Going Digital to Create Clothes for ‘Real People’
“All consumers want clothing with style and fit,” said Hwang, who joins WSU as an assistant professor this fall. “It’s important that future professionals learn to design for varied markets, such as plus sizes, seniors with body changes, children, and people with disabilities.”
Hwang, who worked as an apparel production manager in Los Angeles and interned at several New York fashion companies, including Polo Ralph Lauren, before turning to academics, challenges her students to solve problems through emerging and socially responsible technologies, such as 3-D body scans and 3-D virtual avatars.
“3-D avatars let students creatively explore and customize body shapes, sizes and movement that reflect their target consumers—instead of just focusing on slim, hourglass figures,” said Hwang.
Coming to WSU, one of her goals is to help students realize the importance of consumers as active participants in design.
“Customers’ needs and wants are what drive apparel design and product development,” she said.

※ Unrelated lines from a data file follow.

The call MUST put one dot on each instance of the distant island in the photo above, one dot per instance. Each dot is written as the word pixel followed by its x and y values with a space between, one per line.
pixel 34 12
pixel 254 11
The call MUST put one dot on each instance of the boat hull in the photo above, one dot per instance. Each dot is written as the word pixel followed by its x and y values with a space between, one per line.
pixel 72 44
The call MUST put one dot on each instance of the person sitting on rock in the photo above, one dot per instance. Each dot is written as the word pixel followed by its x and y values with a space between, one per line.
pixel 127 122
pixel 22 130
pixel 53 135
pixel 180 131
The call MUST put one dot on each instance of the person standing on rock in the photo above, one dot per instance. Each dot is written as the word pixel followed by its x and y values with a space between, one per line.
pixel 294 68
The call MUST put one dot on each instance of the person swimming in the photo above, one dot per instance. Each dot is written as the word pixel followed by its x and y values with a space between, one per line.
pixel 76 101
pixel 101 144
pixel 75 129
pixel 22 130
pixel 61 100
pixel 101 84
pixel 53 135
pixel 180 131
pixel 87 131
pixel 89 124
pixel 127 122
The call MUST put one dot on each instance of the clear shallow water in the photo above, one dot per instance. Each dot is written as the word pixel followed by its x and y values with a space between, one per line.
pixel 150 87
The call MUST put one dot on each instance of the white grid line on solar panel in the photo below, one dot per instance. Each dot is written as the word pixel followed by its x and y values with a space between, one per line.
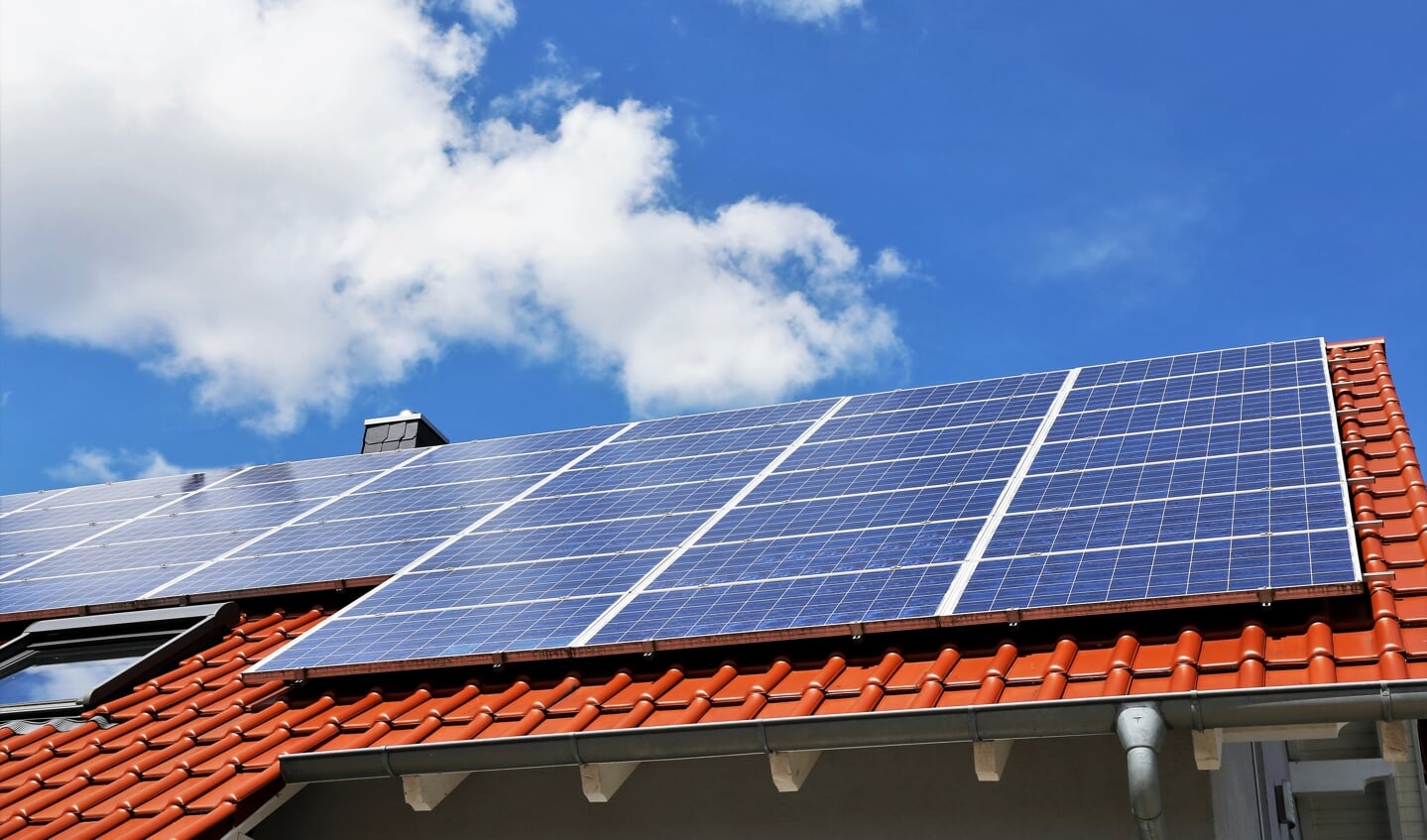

In Hwang’s research, sustainability and technology overlap. She is developing smart solar- controlled clothing, mentoring students in creating solar-powered bookbags that can charge phones or tablets. Her students “upcycled” broken umbrellas to make new garments.
In 2017, AMDT will buy a digital textile printer—an ink-jet machine that prints colors and patterns onto fabric—and Hwang is excited by the possibilities. Students will benefit from creating textiles and prints from their own computer-created designs.
“Demonstrating skills in technology is important for tomorrow’s job market,” she said. “Digital printers give students more flexible, creative ways to design and solve problems.”